For some small companies, the option to file abbreviated accounts provides a viable way of keeping private company information out of the public domain. However, changes introduced within The Companies, Partnerships and Groups (Accounts and Reports) Regulations 2015 remove this option.

For periods commencing on or after 1 January 2016 (or one year earlier if directors choose to early-adopt the legislative changes) the option to file abbreviated accounts for small and medium-sized companies is removed. In this blog, we'll look some of the implications.

What's changing?

A small company currently has a number of options when it comes to filing their accounts. First, they could file their full accounts. Second, they could remove the directors' report and / or profit and loss account from the full accounts and file the rest. Third, they could choose to file abbreviated accounts.

The abbreviated accounts option currently permits a small company to prepare full accounts for the members and then file only the highlights at Companies House. No directors' report or profit and loss account, a stripped-back balance sheet and very limited notes.
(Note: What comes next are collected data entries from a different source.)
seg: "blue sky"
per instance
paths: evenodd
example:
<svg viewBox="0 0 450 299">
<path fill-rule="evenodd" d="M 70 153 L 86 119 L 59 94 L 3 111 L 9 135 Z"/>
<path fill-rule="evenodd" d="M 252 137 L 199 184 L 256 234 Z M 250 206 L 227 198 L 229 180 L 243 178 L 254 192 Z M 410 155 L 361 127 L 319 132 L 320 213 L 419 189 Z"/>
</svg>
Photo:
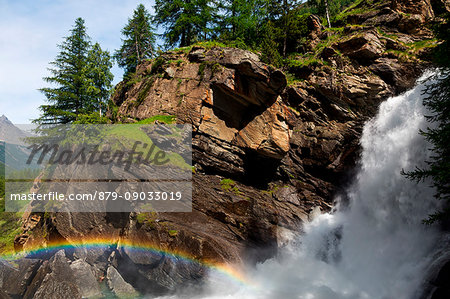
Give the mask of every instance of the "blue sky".
<svg viewBox="0 0 450 299">
<path fill-rule="evenodd" d="M 77 17 L 93 42 L 113 52 L 139 3 L 153 14 L 150 0 L 0 0 L 0 115 L 16 124 L 39 116 L 45 97 L 37 89 L 49 86 L 42 77 Z M 123 73 L 117 65 L 113 73 L 116 84 Z"/>
</svg>

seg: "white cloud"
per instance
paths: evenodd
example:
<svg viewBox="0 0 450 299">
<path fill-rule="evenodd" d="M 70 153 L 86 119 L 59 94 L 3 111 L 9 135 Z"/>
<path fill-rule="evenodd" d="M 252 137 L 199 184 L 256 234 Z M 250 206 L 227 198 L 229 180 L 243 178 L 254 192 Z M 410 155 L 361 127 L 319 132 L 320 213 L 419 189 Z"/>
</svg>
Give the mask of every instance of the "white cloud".
<svg viewBox="0 0 450 299">
<path fill-rule="evenodd" d="M 139 0 L 0 0 L 0 115 L 14 123 L 37 118 L 45 97 L 48 63 L 57 44 L 69 34 L 77 17 L 86 21 L 88 34 L 113 52 L 121 43 L 120 30 L 139 3 L 153 13 L 153 1 Z M 115 83 L 122 76 L 113 68 Z"/>
</svg>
A lot of small companies still take this third option and it's this option that is being removed.

Don't the new regulations reduce small company disclosures anyway?

Well, there's the rub. Once you get into the finer detail of the new disclosure requirements, the answer is that disclosures probably don't reduce that much for most small companies. For example, employee numbers will be disclosed and as a consequence of FRC proposals to move small companies onto FRS 102 more fair value disclosure will be made.
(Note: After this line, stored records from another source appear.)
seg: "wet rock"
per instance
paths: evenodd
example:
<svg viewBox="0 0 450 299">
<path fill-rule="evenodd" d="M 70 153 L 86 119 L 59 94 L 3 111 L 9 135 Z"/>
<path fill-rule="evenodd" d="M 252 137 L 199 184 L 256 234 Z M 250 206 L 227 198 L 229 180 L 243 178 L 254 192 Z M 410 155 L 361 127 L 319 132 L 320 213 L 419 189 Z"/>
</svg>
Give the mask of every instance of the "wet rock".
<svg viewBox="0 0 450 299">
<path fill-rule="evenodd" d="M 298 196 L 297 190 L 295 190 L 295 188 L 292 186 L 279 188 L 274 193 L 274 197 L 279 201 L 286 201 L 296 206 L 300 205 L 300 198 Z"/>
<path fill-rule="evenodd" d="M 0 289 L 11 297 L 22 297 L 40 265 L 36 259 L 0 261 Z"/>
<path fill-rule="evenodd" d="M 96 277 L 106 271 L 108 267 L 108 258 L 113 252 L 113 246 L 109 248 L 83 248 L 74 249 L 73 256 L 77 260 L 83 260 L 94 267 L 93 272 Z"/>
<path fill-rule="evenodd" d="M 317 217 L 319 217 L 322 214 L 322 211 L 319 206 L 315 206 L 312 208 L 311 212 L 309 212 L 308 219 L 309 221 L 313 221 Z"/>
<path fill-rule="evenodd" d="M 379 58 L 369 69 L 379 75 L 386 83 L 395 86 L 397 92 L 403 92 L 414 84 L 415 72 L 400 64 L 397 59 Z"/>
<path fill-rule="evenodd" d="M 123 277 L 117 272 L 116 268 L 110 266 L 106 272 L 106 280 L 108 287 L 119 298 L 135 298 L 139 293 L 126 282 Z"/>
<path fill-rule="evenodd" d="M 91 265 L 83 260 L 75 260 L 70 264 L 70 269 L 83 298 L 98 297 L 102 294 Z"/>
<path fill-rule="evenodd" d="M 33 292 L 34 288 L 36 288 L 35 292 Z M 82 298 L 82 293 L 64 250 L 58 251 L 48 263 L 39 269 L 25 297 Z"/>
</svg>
The second filing option above is retained. But whilst the company would be able to remove the directors' report and profit and loss account, the notes remain.

This means, for example, that whereas current abbreviated accounts disclose limited information on directors' advances, credit transactions and guarantees; the new rules require that disclosures of certain other related party transactions find their way into the filed accounts as well. There is also more analysis of balance sheet items than seen in an equivalent set of abbreviated accounts, unless...
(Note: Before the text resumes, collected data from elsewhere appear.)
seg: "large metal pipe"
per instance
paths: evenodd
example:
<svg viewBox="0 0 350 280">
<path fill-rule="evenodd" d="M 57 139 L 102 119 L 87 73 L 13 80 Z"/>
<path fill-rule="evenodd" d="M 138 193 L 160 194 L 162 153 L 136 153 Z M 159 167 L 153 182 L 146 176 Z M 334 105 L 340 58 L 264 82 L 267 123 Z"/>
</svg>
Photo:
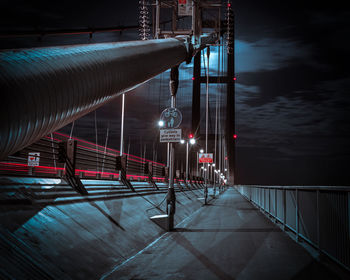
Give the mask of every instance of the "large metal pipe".
<svg viewBox="0 0 350 280">
<path fill-rule="evenodd" d="M 0 160 L 190 55 L 183 39 L 0 52 Z"/>
</svg>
What about the new abridged accounts option?

The regulations permit the accounts for the members to include an abridged profit and loss and / or balance sheet if all the members agree. This is nothing to do with the 'old' abbreviated accounts filing option - we're talking about the 'full' accounts here.

For the purpose of this blog, lets ignore the abridged profit and loss account (on the basis that it doesn't need to be filed anyway) and think about abridging the balance sheet. This option would cut down on some of the analysis of fixed assets and debtors that would otherwise be seen in the notes of un-abridged (and hence filed) accounts. As long as those accounts still show a true and fair view of course! On the subject of 'true and fair'...

Micro-entities file next-to-nothing, right?

Not wrong. Actually the removal of options to file abbreviated accounts might make some companies reconsider this currently unloved sibling of the small companies' regime.

The option of filing a simplified balance sheet and a couple of limited notes (coupled with simplified recognition and measurement requirements when compared to FRS 102) might make these 'deemed true and fair' accounts more popular going forward where a qualifying company is looking to limit the information they file. Expect to hear more on micro-entity reporting over the coming months as this reporting route starts to gain traction.

Are you going to dress this up as an opportunity?

Yes...well, maybe.

Maybe we aren't right to just file abbreviated accounts because it is an option - a number of small companies don't. Maybe it really is harming the prospects of the company, their access to finance and trading opportunities with businesses not willing to ask (and wait) for full accounts.

Maybe this will give some within the accountancy profession the shot in the arm needed to come out from under the accounts software safety blanket and think about the information that is really relevant to their clients and users of their accounts. Or maybe your clients just don't want people downloading information about their juicy related party transactions for free from Companies House.

Whether you agree with the changes or not (and many won't); they are happening. Affected companies and their advisors need to think about the statutory reporting route that best suits their future circumstances. There is still a bit of time to consider the options, but the clock is ticking.